A musician and photographer who has worked as an intern with the External Relations photo department, Hadley said that at first he struggled with how to express the competition’s theme of “Preservation and Manifestation.”

“I thought about all the people who came before me who worked to preserve themselves, and to help keep me alive, and here I am, manifested,” he said. “Then I thought about what I can manifest and bring into the world that they wouldn’t have been able to do.”

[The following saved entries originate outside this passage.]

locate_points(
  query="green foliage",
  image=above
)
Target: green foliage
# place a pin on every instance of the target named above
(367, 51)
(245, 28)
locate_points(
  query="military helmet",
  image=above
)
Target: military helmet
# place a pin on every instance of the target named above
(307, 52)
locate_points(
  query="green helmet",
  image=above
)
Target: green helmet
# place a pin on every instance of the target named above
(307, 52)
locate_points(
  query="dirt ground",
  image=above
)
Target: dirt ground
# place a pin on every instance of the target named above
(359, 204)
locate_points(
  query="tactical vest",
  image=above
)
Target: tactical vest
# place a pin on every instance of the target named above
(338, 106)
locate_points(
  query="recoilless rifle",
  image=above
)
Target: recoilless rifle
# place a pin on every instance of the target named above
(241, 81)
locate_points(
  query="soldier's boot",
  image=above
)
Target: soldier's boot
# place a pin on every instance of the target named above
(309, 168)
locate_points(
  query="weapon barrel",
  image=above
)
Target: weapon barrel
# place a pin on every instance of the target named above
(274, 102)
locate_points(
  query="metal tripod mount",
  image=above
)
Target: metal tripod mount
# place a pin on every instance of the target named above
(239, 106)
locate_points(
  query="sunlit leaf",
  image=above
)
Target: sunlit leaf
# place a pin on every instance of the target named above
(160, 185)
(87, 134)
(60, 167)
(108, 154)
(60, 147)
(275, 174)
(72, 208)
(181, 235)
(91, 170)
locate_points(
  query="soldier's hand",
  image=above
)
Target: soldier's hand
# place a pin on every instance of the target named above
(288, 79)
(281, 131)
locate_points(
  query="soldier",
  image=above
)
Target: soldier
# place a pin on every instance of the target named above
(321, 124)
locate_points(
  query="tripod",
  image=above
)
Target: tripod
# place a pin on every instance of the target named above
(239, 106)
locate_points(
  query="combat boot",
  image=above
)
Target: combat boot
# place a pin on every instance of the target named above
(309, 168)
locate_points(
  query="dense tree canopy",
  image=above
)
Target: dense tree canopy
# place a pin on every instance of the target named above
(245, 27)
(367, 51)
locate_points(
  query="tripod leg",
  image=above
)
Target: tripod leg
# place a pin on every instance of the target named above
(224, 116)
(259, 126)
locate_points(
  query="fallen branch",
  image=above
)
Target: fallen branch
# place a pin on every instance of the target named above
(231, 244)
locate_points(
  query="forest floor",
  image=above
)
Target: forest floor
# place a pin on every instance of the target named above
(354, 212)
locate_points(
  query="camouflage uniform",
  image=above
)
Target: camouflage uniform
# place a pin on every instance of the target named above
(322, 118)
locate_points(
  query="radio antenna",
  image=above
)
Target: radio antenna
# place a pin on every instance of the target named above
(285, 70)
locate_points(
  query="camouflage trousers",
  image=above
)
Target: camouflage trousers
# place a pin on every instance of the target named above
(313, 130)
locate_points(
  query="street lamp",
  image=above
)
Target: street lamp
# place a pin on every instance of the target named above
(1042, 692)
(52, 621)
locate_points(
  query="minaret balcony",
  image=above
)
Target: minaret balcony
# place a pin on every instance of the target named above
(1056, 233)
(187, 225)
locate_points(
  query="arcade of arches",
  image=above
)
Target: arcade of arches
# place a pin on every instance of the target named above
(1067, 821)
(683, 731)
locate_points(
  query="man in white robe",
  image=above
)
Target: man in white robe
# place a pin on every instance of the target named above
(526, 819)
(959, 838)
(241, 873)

He decided to write a poem that would “bind black American history with modern life, through the perspective of material goods pressed on us by the media.” The Incredible Ferrari Boat Mobile reimagines the fates of captured Africans who were thrown overboard during the Middle Passage to the Americas. The piece works from a speculative space that attempts to reconcile the pain experienced by those people who did not survive the Atlantic Slave Trade.

OSHUN
CAN YOU HELP ME MANIFEST THIS DOPE ASS WHIP
SO I CAN TAKE TO THE STREETS
AND THE ATLANTIC
’CAUSE THIS THING—
IT’S GONNA BE A BOAT TOO
AND IM GON’ USE IT
TO CRUISE
AROUND AND OVER
ACROSS AND THROUGH
THE VAST DEEP BLUE
SEARCHING FOR MY ROOTS,
MY PEOPLE.

AND WHEN I FIND THEM
DARK BODIED BABIES
SWIMMING LAPS AGAINST THE TIDE
IMMA BE LIKE
“WHAT Y’ALL BEEN DOING? SWIMMING
FOR OVER 400 YEARS??”

Judges of the competition, held at the Lory Student Center in November, were particularly impressed with his “willingness to share about themselves and be vulnerable,” according to Adrian Jones, student development and retention coordinator for B/AACC.

Poetry and performance

Hadley, who is from Aurora, said he has always been interested in poetry, and enjoys being a performing artist. He has appeared at open mic nights in Denver and when he spent an Education Abroad semester in Ghana.

“I went to Ghana because I like the people who had gone there, and I saw the growth in them when they returned,” Hadley said. “They told us to bring something that we could share with the people there.” He brought poetry and performance.

The trip to Ghana was a grounding experience for Hadley, much more so than his time at CSU, where “there are not a lot of people who look like me.”

“In Ghana, I was grounded in a different historical context, where people care for each other in different ways, related to money and family in different ways, and speak and relate to each other in different ways,” he explained. “I think the experience made me more patient in many ways.”

After graduation, Hadley will begin a job in the Denver Public Schools as part of YASPA, Young Aspiring Americans for Social and Political Action, a Denver-based organization that encourages disengaged and underserved youth to participate in their communities, pursue social science degrees and careers in social justice.